核心概念
小容積器官の正確なセグメンテーションは、放射線治療計画において重要である。本研究では、V-Netモデルを用いて小容積器官の自動セグメンテーションを改善する手法を提案した。
要約
本研究では、放射線治療計画のための医療画像の自動セグメンテーションに取り組んでいる。

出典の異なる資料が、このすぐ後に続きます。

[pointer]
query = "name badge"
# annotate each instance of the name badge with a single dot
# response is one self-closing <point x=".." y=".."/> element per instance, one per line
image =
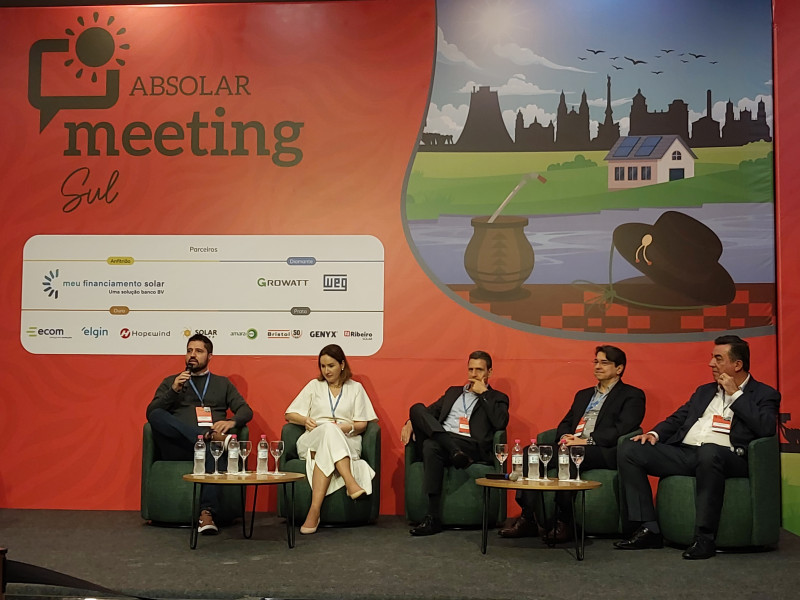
<point x="721" y="425"/>
<point x="203" y="416"/>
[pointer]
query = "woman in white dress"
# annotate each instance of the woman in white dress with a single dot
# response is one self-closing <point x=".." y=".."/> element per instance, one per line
<point x="335" y="411"/>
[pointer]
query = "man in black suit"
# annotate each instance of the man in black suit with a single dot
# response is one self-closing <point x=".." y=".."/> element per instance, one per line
<point x="455" y="430"/>
<point x="706" y="438"/>
<point x="596" y="419"/>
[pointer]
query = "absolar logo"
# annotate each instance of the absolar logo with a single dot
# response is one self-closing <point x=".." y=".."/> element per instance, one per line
<point x="92" y="48"/>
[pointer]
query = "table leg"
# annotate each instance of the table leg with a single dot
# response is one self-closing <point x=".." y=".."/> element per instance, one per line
<point x="193" y="534"/>
<point x="547" y="538"/>
<point x="580" y="544"/>
<point x="290" y="515"/>
<point x="249" y="534"/>
<point x="485" y="523"/>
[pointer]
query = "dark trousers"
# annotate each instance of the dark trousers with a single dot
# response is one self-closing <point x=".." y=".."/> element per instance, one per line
<point x="175" y="440"/>
<point x="709" y="463"/>
<point x="438" y="446"/>
<point x="530" y="500"/>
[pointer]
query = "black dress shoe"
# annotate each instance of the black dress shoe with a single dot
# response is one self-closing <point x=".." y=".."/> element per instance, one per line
<point x="522" y="527"/>
<point x="460" y="460"/>
<point x="430" y="525"/>
<point x="701" y="548"/>
<point x="642" y="539"/>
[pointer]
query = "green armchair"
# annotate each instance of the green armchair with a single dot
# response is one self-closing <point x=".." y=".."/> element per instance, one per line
<point x="338" y="508"/>
<point x="167" y="498"/>
<point x="751" y="507"/>
<point x="462" y="500"/>
<point x="603" y="514"/>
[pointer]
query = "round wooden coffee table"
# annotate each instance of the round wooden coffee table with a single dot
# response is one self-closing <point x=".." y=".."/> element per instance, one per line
<point x="544" y="485"/>
<point x="243" y="480"/>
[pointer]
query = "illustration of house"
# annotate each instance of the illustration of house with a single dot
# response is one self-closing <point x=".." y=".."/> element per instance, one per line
<point x="636" y="161"/>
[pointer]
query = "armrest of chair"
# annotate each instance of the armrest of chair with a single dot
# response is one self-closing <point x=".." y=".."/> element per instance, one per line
<point x="626" y="436"/>
<point x="763" y="462"/>
<point x="290" y="434"/>
<point x="371" y="444"/>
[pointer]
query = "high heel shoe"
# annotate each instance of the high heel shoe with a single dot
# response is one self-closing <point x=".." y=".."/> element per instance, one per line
<point x="357" y="494"/>
<point x="310" y="530"/>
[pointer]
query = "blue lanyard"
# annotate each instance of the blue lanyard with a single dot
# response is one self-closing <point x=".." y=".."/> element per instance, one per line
<point x="205" y="389"/>
<point x="330" y="399"/>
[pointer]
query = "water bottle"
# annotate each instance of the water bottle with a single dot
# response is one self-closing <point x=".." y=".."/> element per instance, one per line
<point x="233" y="455"/>
<point x="563" y="463"/>
<point x="199" y="456"/>
<point x="516" y="458"/>
<point x="262" y="467"/>
<point x="533" y="460"/>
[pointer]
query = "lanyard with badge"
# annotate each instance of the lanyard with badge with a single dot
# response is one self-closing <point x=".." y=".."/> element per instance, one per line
<point x="598" y="397"/>
<point x="463" y="421"/>
<point x="204" y="418"/>
<point x="719" y="423"/>
<point x="334" y="407"/>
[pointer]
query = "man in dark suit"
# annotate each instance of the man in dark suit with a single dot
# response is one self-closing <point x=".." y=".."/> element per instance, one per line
<point x="596" y="419"/>
<point x="455" y="430"/>
<point x="706" y="438"/>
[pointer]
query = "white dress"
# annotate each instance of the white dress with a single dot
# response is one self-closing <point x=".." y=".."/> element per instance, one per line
<point x="327" y="439"/>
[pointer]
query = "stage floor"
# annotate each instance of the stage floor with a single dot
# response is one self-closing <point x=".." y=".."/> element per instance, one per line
<point x="119" y="551"/>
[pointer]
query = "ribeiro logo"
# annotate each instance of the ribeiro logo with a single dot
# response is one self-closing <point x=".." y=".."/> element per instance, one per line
<point x="49" y="283"/>
<point x="334" y="283"/>
<point x="92" y="48"/>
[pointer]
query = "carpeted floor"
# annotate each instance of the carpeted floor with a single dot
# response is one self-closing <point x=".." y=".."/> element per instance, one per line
<point x="119" y="551"/>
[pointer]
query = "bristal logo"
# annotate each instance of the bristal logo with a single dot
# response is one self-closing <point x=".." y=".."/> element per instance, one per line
<point x="90" y="47"/>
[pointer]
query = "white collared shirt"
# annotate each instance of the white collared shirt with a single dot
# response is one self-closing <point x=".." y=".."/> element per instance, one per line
<point x="701" y="432"/>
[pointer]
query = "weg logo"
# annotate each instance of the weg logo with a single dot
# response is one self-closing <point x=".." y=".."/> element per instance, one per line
<point x="91" y="49"/>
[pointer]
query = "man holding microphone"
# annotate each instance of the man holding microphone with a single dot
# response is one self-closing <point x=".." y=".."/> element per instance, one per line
<point x="196" y="402"/>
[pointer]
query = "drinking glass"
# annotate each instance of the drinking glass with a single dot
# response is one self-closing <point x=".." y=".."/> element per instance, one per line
<point x="276" y="449"/>
<point x="216" y="452"/>
<point x="545" y="454"/>
<point x="245" y="447"/>
<point x="501" y="452"/>
<point x="576" y="453"/>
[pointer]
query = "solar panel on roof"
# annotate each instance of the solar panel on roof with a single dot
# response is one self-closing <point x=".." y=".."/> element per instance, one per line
<point x="625" y="147"/>
<point x="648" y="145"/>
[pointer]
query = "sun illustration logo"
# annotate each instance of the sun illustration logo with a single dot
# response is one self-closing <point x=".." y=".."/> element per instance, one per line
<point x="49" y="284"/>
<point x="94" y="47"/>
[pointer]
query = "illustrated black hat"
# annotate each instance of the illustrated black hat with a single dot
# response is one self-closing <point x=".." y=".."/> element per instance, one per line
<point x="679" y="257"/>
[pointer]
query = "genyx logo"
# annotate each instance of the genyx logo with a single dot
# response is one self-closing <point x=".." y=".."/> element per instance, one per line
<point x="91" y="47"/>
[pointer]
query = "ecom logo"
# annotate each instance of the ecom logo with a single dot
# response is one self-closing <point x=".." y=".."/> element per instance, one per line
<point x="89" y="50"/>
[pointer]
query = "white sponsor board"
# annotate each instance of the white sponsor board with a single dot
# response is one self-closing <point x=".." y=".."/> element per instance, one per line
<point x="252" y="295"/>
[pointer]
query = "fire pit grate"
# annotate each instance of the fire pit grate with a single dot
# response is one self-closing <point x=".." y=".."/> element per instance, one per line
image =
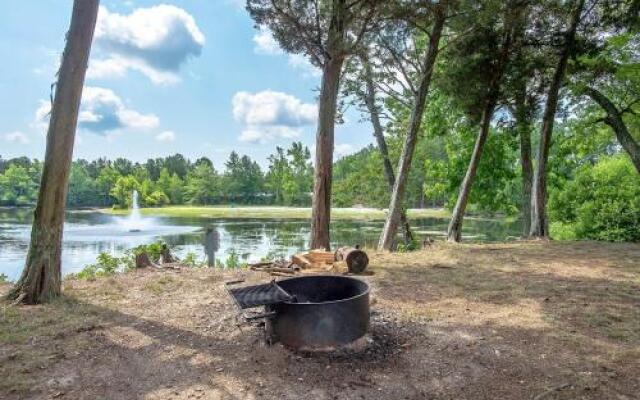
<point x="259" y="295"/>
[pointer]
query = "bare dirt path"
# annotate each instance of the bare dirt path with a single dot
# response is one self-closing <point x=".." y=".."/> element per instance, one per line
<point x="511" y="321"/>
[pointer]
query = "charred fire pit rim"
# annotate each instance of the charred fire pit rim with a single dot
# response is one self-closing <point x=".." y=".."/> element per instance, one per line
<point x="309" y="303"/>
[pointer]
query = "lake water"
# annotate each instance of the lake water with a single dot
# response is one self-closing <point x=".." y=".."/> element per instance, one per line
<point x="87" y="233"/>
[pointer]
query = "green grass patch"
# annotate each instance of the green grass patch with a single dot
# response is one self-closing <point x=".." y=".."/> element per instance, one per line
<point x="275" y="212"/>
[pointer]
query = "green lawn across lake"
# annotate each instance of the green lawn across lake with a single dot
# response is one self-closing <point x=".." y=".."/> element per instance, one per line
<point x="274" y="212"/>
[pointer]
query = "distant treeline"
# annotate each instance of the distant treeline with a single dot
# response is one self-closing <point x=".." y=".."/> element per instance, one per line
<point x="168" y="180"/>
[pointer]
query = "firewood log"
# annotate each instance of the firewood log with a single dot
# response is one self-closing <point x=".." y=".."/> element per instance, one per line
<point x="301" y="261"/>
<point x="356" y="259"/>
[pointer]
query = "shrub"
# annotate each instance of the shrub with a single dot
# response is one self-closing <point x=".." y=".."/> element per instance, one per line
<point x="602" y="202"/>
<point x="191" y="260"/>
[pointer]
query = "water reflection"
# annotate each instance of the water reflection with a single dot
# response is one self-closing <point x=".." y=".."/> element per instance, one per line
<point x="89" y="233"/>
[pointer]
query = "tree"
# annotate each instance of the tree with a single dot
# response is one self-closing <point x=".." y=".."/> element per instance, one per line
<point x="424" y="71"/>
<point x="122" y="190"/>
<point x="326" y="31"/>
<point x="486" y="56"/>
<point x="277" y="175"/>
<point x="362" y="85"/>
<point x="202" y="185"/>
<point x="539" y="222"/>
<point x="614" y="118"/>
<point x="17" y="188"/>
<point x="41" y="278"/>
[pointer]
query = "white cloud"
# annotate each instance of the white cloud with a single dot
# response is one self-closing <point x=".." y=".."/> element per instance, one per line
<point x="270" y="115"/>
<point x="166" y="136"/>
<point x="154" y="41"/>
<point x="102" y="112"/>
<point x="272" y="108"/>
<point x="16" y="137"/>
<point x="264" y="134"/>
<point x="343" y="149"/>
<point x="266" y="44"/>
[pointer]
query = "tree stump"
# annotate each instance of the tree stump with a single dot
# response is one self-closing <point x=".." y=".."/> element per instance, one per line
<point x="356" y="259"/>
<point x="165" y="255"/>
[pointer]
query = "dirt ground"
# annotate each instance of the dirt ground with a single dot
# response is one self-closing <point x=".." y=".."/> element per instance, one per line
<point x="527" y="320"/>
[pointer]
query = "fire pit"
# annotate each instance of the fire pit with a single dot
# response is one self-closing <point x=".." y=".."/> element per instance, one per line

まず、50件の3D頭頸部CT画像を用いてV-Netモデルを開発し、20種類の器官を自動セグメンテーションできるようにした。その際、特に小容積器官である眼球レンズのセグメンテーション精度を向上させるため、以下の3つの手法を検討した:
画像の正規化範囲の最適化
V-Netの分類閾値の最適化
Mask R-CNNによる器官領域の自動抽出
これらの手法を適用した結果、眼球レンズのDice係数が0.39から0.61に、Hausdorff距離が5.1 mmから2.6 mmに改善された。さらに、別の17件の臨床データでも同様の良好な結果が得られ、本手法の汎用性が確認された。
また、自動セグメンテーションと手動セグメンテーションによる眼球レンズへの線量評価を行ったところ、ほぼ同等の結果が得られた。このことから、本手法は臨床現場での活用が期待できる。

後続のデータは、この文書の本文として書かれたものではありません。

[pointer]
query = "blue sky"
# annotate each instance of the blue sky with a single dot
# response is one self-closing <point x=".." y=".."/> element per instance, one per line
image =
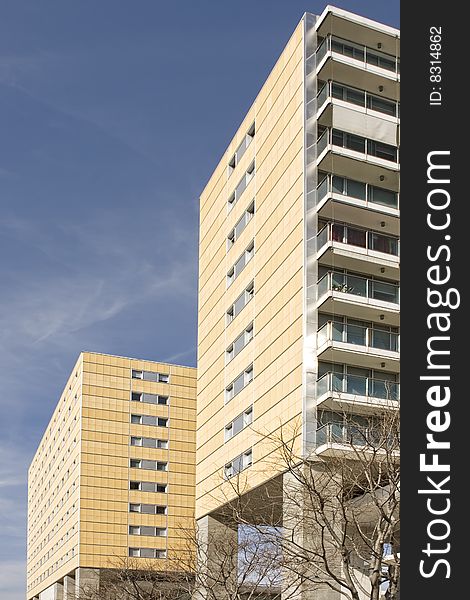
<point x="112" y="117"/>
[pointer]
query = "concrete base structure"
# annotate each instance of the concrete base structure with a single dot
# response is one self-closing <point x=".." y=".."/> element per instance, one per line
<point x="217" y="558"/>
<point x="69" y="588"/>
<point x="54" y="592"/>
<point x="87" y="580"/>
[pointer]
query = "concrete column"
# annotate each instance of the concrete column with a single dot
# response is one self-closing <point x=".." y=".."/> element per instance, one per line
<point x="53" y="592"/>
<point x="69" y="588"/>
<point x="217" y="559"/>
<point x="87" y="580"/>
<point x="299" y="523"/>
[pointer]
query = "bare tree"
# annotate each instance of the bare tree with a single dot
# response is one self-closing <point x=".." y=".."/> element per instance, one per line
<point x="340" y="530"/>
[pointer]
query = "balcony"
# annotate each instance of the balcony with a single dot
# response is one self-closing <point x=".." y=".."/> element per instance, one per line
<point x="352" y="97"/>
<point x="341" y="438"/>
<point x="355" y="64"/>
<point x="369" y="347"/>
<point x="358" y="297"/>
<point x="356" y="392"/>
<point x="345" y="247"/>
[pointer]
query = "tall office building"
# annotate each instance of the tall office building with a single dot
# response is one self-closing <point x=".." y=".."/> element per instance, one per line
<point x="299" y="261"/>
<point x="113" y="476"/>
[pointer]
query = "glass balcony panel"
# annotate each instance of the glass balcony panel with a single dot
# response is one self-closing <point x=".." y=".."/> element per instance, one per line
<point x="383" y="197"/>
<point x="354" y="142"/>
<point x="322" y="49"/>
<point x="322" y="95"/>
<point x="323" y="285"/>
<point x="355" y="96"/>
<point x="322" y="189"/>
<point x="356" y="237"/>
<point x="356" y="384"/>
<point x="355" y="334"/>
<point x="322" y="435"/>
<point x="381" y="60"/>
<point x="356" y="285"/>
<point x="337" y="380"/>
<point x="323" y="384"/>
<point x="337" y="138"/>
<point x="385" y="390"/>
<point x="338" y="282"/>
<point x="338" y="185"/>
<point x="337" y="233"/>
<point x="383" y="243"/>
<point x="322" y="142"/>
<point x="337" y="330"/>
<point x="322" y="237"/>
<point x="322" y="335"/>
<point x="387" y="292"/>
<point x="382" y="105"/>
<point x="337" y="432"/>
<point x="356" y="189"/>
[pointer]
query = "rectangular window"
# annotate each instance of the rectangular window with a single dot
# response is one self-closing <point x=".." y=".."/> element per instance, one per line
<point x="240" y="342"/>
<point x="149" y="398"/>
<point x="241" y="302"/>
<point x="148" y="509"/>
<point x="238" y="464"/>
<point x="381" y="150"/>
<point x="241" y="186"/>
<point x="149" y="442"/>
<point x="382" y="105"/>
<point x="240" y="151"/>
<point x="146" y="553"/>
<point x="150" y="376"/>
<point x="239" y="383"/>
<point x="240" y="422"/>
<point x="148" y="486"/>
<point x="241" y="263"/>
<point x="241" y="224"/>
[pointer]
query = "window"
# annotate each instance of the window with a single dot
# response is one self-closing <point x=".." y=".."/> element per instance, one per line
<point x="238" y="464"/>
<point x="150" y="376"/>
<point x="241" y="224"/>
<point x="149" y="442"/>
<point x="240" y="342"/>
<point x="239" y="383"/>
<point x="241" y="186"/>
<point x="147" y="530"/>
<point x="151" y="465"/>
<point x="382" y="105"/>
<point x="148" y="486"/>
<point x="149" y="398"/>
<point x="381" y="150"/>
<point x="240" y="302"/>
<point x="240" y="151"/>
<point x="148" y="509"/>
<point x="147" y="553"/>
<point x="239" y="423"/>
<point x="241" y="263"/>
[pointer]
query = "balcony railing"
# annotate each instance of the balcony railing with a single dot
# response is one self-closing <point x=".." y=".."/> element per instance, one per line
<point x="357" y="143"/>
<point x="358" y="52"/>
<point x="355" y="285"/>
<point x="370" y="102"/>
<point x="352" y="236"/>
<point x="357" y="335"/>
<point x="355" y="435"/>
<point x="333" y="184"/>
<point x="358" y="386"/>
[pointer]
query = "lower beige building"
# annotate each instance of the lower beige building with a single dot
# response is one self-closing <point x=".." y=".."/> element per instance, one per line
<point x="114" y="474"/>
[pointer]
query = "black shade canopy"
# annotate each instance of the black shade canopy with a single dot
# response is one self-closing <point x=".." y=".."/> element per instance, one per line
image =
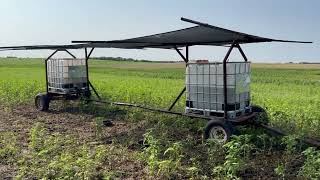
<point x="202" y="34"/>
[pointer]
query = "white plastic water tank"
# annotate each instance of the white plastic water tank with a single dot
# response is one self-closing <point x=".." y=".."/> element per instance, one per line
<point x="204" y="83"/>
<point x="66" y="75"/>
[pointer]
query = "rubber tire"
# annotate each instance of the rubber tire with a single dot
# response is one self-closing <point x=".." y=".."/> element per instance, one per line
<point x="42" y="102"/>
<point x="214" y="123"/>
<point x="262" y="112"/>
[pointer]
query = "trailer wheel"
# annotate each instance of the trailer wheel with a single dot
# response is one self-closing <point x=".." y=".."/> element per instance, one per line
<point x="218" y="130"/>
<point x="262" y="117"/>
<point x="42" y="102"/>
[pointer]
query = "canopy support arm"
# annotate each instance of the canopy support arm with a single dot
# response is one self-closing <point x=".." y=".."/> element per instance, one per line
<point x="182" y="56"/>
<point x="241" y="52"/>
<point x="74" y="57"/>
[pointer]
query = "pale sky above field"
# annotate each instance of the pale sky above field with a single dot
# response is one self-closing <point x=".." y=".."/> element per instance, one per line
<point x="60" y="21"/>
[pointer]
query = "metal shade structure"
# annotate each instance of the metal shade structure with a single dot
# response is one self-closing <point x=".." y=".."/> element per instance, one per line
<point x="202" y="34"/>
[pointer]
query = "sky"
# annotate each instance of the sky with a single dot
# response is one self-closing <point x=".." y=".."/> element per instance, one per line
<point x="61" y="21"/>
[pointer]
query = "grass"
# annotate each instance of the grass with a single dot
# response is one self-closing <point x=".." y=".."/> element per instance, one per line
<point x="290" y="93"/>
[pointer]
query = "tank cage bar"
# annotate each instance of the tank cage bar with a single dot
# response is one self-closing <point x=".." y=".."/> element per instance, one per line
<point x="87" y="56"/>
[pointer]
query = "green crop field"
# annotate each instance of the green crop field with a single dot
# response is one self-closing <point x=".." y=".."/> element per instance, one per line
<point x="173" y="147"/>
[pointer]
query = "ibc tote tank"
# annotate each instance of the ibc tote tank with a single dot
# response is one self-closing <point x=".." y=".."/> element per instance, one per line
<point x="66" y="75"/>
<point x="205" y="94"/>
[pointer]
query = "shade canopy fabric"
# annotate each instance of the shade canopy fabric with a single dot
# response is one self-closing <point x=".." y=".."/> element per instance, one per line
<point x="197" y="35"/>
<point x="203" y="34"/>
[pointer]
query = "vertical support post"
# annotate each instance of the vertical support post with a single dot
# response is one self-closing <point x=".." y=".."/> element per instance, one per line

本研究では、小容積器官のセグメンテーション精度を向上させるための具体的な手法を示しており、放射線治療計画の自動化に貢献できると考えられる。
統計
眼球レンズの最大線量は手動セグメンテーションで8.8±2.8 Gy、自動セグメンテーションで13.8±6.5 Gyであった。
眼球レンズの平均線量は手動セグメンテーションで5.2±0.9 Gy、自動セグメンテーションで6.0±1.5 Gyであった。